Given the conclusions above, it was a moot issue in this case.
However, if the law did contemplate in principle the grant of asylum to conscientious objectors, it would be a question of fact in every case whether the applicant was the subject of discrimination on account of his beliefs; (Per Lord Justice Waller) A genuine objector who faced prosecution for refusing to be drafted in a state that simply did not recognise conscientious objectors will have established a well-founded fear for a convention reason.
It was generally internationally recognised that conscientious objection was a core entitlement, particularly by those states that were members of the Council of Europe.
It was a breach of article 9(1) of the European Convention on Human Rights (ECHR) to force a person to take part in military action contrary to his beliefs.
Thus a conscientious objector who would be prosecuted for such a conscientious belief had a well-founded fear of persecution for a convention reason.
Different considerations applied to absolute and partial conscientious objectors.
In the case of the former, the assumption was that the person had an absolute objection to bearing arms from a genuine belief owing to his conscience.
A partial objector may be able to show a deep-seated conscientious objection but it takes more than mere disagreement with a policy that allows Kurds to fight Kurds to establish that position.This judgment means that many Turkish Kurds can expect to receive removal directions in the near future.
Practitioners will have to consider whether removal now would engage the ECHR and thus an application under the provisions of the Human Rights Act 1998 with a possible appeal under section 65 of the Immigration and Appeal Act 1999 if refused.Starred decisionsThe president of the IAT has in the past few months identified cases involving a general point of law or principle as 'starred determinations'.
Paragraph 99 of the Sepet and Bulbul judgment states that adjudicators should regard themselves as bound by such decisions and the IAT should follow an earlier starred decision unless it is clearly wrong.Aleksejs Zenovics CC-21490-2000 (01TH00631), 4 May 2001 a starred decision looked at the issue of certification under paragraph 9 of schedule 4 to the Immigration and Asylum Act 1999.
Mr Zenovics, an asylum seeker from Latvia, was refused asylum and his claim was certified under paragraph 9(4), schedule 4 to the 1999 Act.
This meant, if the adjudicator agreed with the certification, that Mr Zenovics would have no appeal to the IAT.
Mr Zenovics' human rights claim was not certified.
The adjudicator upheld the certificate.
A preliminary issue was raised before the IAT that the certificate did not 'bite' on the human rights claim and thus there was an appeal to the IAT on that element, even though the appellant was precluded from appealing the asylum element.

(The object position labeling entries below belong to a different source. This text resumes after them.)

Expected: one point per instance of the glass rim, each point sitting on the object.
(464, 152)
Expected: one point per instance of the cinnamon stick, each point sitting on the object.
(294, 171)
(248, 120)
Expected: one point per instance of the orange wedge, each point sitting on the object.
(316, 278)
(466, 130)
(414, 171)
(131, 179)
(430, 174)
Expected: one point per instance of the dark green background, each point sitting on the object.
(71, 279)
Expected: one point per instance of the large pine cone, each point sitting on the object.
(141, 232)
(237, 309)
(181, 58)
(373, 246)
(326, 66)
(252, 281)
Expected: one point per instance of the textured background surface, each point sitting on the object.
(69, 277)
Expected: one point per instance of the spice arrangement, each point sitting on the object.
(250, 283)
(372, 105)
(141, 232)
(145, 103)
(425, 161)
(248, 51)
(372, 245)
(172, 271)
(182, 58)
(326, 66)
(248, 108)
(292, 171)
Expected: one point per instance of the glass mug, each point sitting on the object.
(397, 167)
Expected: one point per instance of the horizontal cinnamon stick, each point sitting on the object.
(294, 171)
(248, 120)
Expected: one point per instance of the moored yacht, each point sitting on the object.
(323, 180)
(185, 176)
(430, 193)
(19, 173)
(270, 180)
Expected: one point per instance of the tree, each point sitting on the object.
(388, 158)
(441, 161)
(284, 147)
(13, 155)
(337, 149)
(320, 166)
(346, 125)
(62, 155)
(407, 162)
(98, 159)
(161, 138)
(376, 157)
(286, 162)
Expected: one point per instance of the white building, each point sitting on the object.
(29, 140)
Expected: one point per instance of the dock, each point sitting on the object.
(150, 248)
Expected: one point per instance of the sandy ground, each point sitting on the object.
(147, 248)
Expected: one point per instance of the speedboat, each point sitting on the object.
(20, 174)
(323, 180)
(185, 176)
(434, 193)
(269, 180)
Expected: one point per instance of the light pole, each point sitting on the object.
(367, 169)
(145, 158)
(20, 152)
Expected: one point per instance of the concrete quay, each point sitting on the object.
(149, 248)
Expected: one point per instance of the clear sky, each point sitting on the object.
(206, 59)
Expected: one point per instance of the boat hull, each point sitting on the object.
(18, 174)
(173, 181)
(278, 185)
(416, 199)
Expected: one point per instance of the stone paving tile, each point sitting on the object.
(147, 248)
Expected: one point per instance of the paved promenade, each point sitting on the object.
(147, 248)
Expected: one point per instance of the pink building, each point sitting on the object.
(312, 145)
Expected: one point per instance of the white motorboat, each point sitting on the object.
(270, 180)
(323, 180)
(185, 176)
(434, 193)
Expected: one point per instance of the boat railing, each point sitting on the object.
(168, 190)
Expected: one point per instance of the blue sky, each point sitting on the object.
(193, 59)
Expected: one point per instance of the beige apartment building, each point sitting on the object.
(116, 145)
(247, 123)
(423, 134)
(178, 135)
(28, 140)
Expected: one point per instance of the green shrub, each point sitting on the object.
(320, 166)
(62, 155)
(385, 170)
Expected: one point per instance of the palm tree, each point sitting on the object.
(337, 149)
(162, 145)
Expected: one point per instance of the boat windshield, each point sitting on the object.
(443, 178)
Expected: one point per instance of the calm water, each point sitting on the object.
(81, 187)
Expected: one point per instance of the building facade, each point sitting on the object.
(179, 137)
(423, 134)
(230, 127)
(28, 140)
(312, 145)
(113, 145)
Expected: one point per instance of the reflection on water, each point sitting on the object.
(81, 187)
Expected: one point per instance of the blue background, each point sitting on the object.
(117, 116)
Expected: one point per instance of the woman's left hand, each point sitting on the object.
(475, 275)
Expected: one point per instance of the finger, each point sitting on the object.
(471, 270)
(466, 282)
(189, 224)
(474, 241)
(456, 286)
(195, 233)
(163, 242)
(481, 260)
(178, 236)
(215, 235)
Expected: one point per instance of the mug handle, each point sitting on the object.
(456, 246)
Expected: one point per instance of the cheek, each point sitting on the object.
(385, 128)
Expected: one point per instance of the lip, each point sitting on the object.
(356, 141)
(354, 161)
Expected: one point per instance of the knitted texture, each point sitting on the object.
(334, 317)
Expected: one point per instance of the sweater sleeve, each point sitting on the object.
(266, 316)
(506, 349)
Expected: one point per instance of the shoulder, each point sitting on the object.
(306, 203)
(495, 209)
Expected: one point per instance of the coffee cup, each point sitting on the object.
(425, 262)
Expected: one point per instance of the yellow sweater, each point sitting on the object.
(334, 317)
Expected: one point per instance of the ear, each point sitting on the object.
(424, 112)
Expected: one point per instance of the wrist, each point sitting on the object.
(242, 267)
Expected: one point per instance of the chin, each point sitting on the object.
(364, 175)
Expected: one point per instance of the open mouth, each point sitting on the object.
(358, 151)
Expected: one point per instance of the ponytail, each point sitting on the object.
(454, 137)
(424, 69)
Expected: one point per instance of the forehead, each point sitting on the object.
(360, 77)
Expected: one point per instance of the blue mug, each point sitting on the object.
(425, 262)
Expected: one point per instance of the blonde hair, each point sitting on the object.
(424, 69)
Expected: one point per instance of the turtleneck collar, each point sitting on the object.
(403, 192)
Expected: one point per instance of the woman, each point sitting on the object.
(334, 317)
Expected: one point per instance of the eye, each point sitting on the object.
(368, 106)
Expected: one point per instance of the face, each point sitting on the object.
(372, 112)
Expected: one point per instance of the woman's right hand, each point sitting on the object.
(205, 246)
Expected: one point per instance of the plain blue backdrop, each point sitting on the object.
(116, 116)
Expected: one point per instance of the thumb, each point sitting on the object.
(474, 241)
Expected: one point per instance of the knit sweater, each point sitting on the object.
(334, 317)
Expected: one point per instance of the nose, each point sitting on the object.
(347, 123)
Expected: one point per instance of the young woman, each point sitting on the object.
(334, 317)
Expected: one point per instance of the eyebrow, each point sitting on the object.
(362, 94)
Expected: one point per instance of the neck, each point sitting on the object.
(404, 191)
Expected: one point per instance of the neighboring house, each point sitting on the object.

The IAT held that if an adjudicator agrees with the certificate, even if it was only the asylum claim that was certified, paragraph 9(2) precludes an appeal generally and not only in respect of a certified claim.
This is clearly unsatisfactory.
The IAT commented that 'in their view there had been a failure by parliament to properly scrutinise paragraph 9' and it was their 'clear view that, if a certificate is considered appropriate, and if there are claims under both conventions based on the same facts, both claims or neither should be certified......claims should be certified only if the secretary of state is sure that it is right to do so.
Any doubt should not be resolved in favour of not certifying.' It would be advisable for practitioners to look carefully at their certified cases and consider requesting a revocation of the certificate.